Answer: Maximum area = 200m
Dimensions:
Length = 10m
Width = 20m
Such that there is only one side of 20m fenced because the other side of 20m is against the rock wall.
Explanation:
We have the next problem.
Suppose that the vegetable area is a rectangle of length L and width W.
Such that the width side coincides with the rock wall, then we have that:
The perimeter is:
P = 2*L + 2*W
But because one of the width sides coincides with the wall, the amount of fence needed will be:
P = 2*L + W = 40m
And the area can be written as:
A = W*L
We want to find the maximum area that we can have.
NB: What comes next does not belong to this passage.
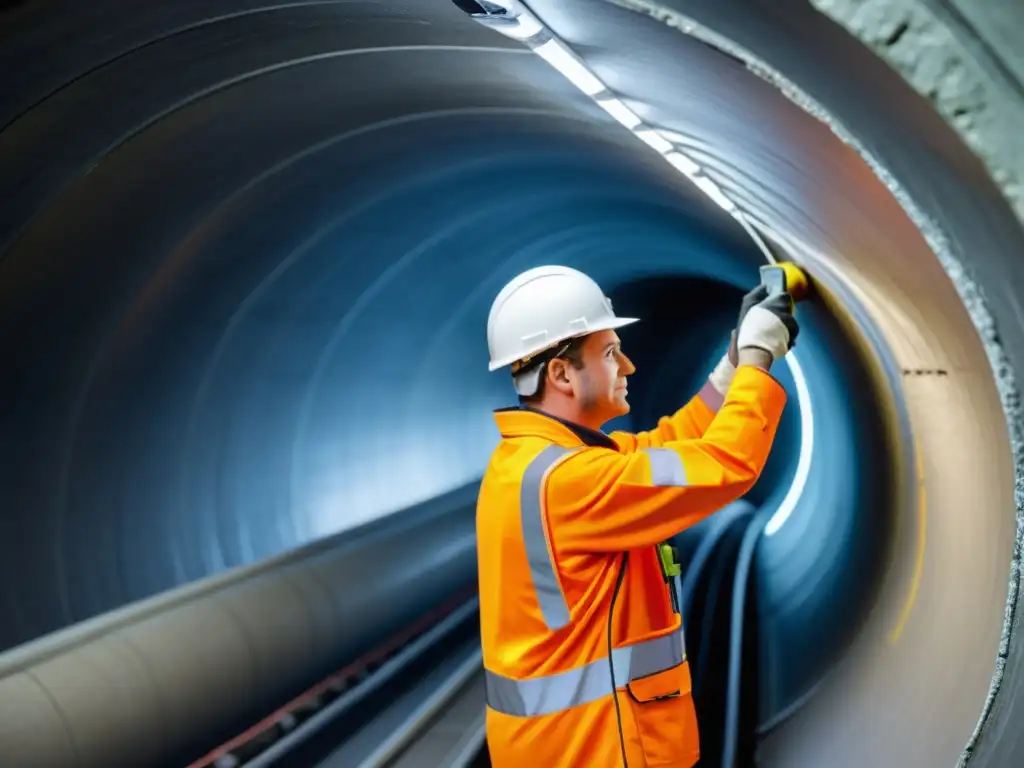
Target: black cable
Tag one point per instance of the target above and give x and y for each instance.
(611, 666)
First, write our two equations:
40m = 2*L + W
A = W*L
First we must isolate one of the variables in the first equation, and replace it into the second equation:
40m - 2*L = W.
then:
A = (40m - 2*L)*L = 40m*L - 2*L^2
We can write this as a quadratic equation:
A(L) = -2*L^2 + 40m*L
Now, notice that it has a leading coefficient negative, then the maximum of the area function will be at the vertex of the quadratic equation.
For a quadratic equation:
f(x) = a*x^2 + b*x + c
The vertex is at:
x = -b/2a
and the point is (-b/2a, f(-b/2a))
In this case we have:
b = 40m
a = -2
Then:
we must evaluate the area function in:
L = -40m/(-2*2) = 10m
A(L) = -2*L^2 + 40m*L
A(10m) = -2*100m^2 + 400m = 200m
Now we can find the width using one of the above equations:
W = 40m - 2*L = 40m - 2*10m = 20m
Then the dimensions that the farmer should use are:
Two sides of length 10m, and one side of length 20m